Wow, I'm new here and this is my first post.  I'm also in my 30s and have two young children to care for and I have felt the way you describe so many times.  Right now I feel a little more in control and I have had a pretty productive week but I think that may be because I found this site and information on what I am and that there are others like me.The writer dream you describe is also very similar to how I have felt for so long.  I'm a good writer and I have a creative mind but I have never been able to write fiction successfully.  I'm very good at non-fiction so, with my mind, I always assumed I should write fiction but it has never worked for me.I'm getting closer to telling my husband.  It still terrifies me but, if there is anyone who will understand, it's him.  He gets how complicated the human brain is and suffers from anxiety himself.  I think it's more embarrassment that's keeping me from telling him than anything else. It would, however, help him understand why I'm always so distracted and often fail to get things done.
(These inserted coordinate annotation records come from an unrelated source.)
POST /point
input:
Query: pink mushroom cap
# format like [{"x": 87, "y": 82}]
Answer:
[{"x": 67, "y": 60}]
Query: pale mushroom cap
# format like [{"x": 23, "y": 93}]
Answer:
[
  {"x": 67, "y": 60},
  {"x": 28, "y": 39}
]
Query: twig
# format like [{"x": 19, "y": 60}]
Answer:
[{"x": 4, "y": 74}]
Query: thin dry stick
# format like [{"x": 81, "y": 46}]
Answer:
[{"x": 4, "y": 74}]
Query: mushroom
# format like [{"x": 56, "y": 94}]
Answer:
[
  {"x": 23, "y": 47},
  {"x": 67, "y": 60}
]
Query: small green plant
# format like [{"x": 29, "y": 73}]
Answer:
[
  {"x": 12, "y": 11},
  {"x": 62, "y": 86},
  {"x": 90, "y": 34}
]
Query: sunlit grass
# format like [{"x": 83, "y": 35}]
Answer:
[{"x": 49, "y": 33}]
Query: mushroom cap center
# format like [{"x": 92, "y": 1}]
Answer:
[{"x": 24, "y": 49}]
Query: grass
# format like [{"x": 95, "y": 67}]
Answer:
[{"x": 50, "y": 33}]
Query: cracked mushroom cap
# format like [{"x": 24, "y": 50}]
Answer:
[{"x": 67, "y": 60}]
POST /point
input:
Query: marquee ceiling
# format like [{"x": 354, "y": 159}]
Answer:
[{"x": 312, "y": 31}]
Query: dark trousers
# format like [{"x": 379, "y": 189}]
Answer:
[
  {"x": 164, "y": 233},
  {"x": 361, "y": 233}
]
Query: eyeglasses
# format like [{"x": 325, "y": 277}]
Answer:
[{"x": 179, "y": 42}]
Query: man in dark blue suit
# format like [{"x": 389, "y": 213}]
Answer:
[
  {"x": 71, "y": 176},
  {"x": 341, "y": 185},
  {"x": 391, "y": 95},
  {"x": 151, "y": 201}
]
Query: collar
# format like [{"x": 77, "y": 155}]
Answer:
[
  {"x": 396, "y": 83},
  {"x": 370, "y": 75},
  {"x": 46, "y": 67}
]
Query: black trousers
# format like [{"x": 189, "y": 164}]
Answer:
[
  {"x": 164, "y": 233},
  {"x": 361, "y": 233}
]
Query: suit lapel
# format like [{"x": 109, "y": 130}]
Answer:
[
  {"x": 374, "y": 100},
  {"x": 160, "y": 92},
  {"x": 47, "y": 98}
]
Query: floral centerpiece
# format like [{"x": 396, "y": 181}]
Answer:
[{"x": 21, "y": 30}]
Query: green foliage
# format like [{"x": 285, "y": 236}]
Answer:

Comment by Iris on September 11, 2013 at 8:29am

For me the same, I was 47 when I found this site, I am 48 now.

I thought I was the only one in the world, I even considered going to a psychologist, but I didn't - I thought it is too strange what I have - never heard of it ever before.

Comment by Liz Winning on September 11, 2013 at 2:26am

I know what you mean, how you felt you were alone before you suddenly realised that there are tonnes of us who experience the same thing. i can remember when i first realized it was an actual disorder, it felt strange to know that it wasn't just me, strange in a very good way!